There’s very little to show of Hannah’s first marriage to Timothy Lowcock. Married on 1 January 1861 at St Peter’s in Addingham, Timothy was recorded as living with his parents in the 1861 census. Hannah is missing. I have reluctantly concluded that the Timothy’s 29-year-old sister, Hannah, who had brought her illegitimate child back home to live his grandparents has caused the enumerator to exclude our Hannah from being counted. Such are trials of researching our female ancestors.
As for living happily ever after, well “ever”, in Hannah’s case, was very short-lived. Timothy died of consumption on 21 December 1861, something he’d been diagnosed with for twelve months. Was Hannah aware of this when she married him? And, more importantly, was this it? Married and widowed within a year. Hannah moved back to live with her parents.
Hannah may have taken more than a new surname from this first marriage. The Lowcocks appeared to be staunch Wesleyan Methodists. Timothy, his parents, his sister Hannah and her son William and his wife and child are all memorialised on one stone in the Addingham Methodist Church cemetery. Neither the Demaines nor the Coopers appeared to have Methodist associations, yet Hannah’s second marriage took place in Otley’s Wesleyan chapel. I can only think that she adopted the Lowcock family’s religion.
Moving back in with her parents was also to positively shape the second half of Hannah’s life. For Joseph was to switch farms for one in Askwith. Hannah moved not into the tiny terrace in Otley, but onto a 50-acre farm in Askwith.
It was in Askwith that Hannah met “the older man,” John Cooper. John was born in Farnley in 1820. His father, Francis, was variously described as a joiner, carpenter and then gamekeeper. Francis & his wife, Sarah (Stubbs) had at least ten children and the dangers of childbirth should have meant Sarah was the first to die. But, no, it was Francis who died at the relatively young age of 39 in 1825, leaving Sarah with a young family to support. Sarah must have had some fun for a half-sibling, Harriet, appeared on the scene in 1828. Henry (the eldest son) took care of his mother, but the rest of the family scattered to make their own way in the world. Thankfully for us, John’s sister Ann had married a farmer in Askwith which meant a place for John to work and was also where he met the young widow, Harriet.
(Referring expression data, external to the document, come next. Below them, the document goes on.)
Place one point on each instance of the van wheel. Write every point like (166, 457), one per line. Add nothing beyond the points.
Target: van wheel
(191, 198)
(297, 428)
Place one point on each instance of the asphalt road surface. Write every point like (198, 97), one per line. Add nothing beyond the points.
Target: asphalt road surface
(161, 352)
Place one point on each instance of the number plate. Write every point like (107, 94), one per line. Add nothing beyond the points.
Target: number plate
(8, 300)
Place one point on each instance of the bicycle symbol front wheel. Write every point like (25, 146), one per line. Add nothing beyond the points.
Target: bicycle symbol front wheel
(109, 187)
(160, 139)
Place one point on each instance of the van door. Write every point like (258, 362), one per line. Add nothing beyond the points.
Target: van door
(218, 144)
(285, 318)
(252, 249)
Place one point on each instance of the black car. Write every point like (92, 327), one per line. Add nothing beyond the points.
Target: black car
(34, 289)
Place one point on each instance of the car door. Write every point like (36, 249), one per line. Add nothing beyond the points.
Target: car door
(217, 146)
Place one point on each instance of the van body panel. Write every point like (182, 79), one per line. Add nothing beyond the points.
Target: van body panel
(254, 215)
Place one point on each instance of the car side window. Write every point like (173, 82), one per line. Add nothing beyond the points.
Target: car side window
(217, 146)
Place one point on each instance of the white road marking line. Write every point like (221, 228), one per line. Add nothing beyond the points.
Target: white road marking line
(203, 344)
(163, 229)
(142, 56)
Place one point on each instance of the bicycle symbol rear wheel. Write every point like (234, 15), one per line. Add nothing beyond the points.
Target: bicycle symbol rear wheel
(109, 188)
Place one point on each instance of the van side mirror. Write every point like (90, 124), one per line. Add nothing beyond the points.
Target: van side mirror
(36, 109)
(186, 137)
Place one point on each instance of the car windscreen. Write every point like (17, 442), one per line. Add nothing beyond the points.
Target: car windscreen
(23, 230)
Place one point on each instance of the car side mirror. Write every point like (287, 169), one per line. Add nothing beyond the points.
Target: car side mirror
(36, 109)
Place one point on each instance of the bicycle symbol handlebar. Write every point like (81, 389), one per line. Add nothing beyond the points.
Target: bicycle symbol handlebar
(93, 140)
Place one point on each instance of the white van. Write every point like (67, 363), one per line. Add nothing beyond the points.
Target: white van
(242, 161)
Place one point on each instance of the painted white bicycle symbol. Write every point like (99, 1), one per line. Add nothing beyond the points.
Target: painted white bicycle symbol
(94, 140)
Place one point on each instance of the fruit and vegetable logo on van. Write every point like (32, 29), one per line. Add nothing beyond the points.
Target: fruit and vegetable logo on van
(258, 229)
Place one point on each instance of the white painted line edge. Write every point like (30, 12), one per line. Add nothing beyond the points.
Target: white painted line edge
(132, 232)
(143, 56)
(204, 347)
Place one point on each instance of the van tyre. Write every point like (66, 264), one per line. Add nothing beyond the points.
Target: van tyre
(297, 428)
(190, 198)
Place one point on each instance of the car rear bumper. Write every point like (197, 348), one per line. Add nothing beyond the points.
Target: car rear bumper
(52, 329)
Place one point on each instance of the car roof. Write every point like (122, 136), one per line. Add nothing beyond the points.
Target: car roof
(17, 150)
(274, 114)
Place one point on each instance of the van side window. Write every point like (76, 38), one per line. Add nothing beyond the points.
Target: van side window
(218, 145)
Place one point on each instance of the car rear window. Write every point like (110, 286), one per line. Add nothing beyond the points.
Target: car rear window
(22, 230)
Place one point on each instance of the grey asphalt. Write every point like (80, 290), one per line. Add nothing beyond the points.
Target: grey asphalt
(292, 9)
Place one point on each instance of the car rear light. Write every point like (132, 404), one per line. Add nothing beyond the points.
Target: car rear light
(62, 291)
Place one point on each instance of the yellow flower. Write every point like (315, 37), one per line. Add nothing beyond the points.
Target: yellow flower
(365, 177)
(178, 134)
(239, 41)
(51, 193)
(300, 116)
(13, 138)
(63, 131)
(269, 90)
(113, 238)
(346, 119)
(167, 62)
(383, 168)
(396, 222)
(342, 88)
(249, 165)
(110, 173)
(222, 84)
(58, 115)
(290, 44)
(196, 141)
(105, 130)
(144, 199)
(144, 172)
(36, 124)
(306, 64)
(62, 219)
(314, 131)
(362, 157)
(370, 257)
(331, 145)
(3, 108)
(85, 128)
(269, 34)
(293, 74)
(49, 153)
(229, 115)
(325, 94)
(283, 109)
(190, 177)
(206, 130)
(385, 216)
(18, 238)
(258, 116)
On 2 August 1873, 36-year-old Hannah married 52-year-old John. Two children swiftly followed, Sarah (our ancestor) in 1875 and Mary Ann in 1876.
I really hope this marriage wasn’t all about the farm, but John undoubtably benefited from an elderly father-in-law with only a middle-aged unmarried son at home. After Joseph died, William & John continued to run the farm together until John died in June 1893 aged 72. Then, when daughter Sarah married Thomas Booth in 1895, he moved in too. Hannah continued to live with her daughter until 1914 when she died, aged 77, from “malignant disease of the stomach and exhaustion”. Hannah, my favourite ancestor, is buried at Weston Church.
With much gratitude to Nana for gifting me an intriguing line about her great grandmother and to Hannah herself for being one of my wonderful widow ancestors.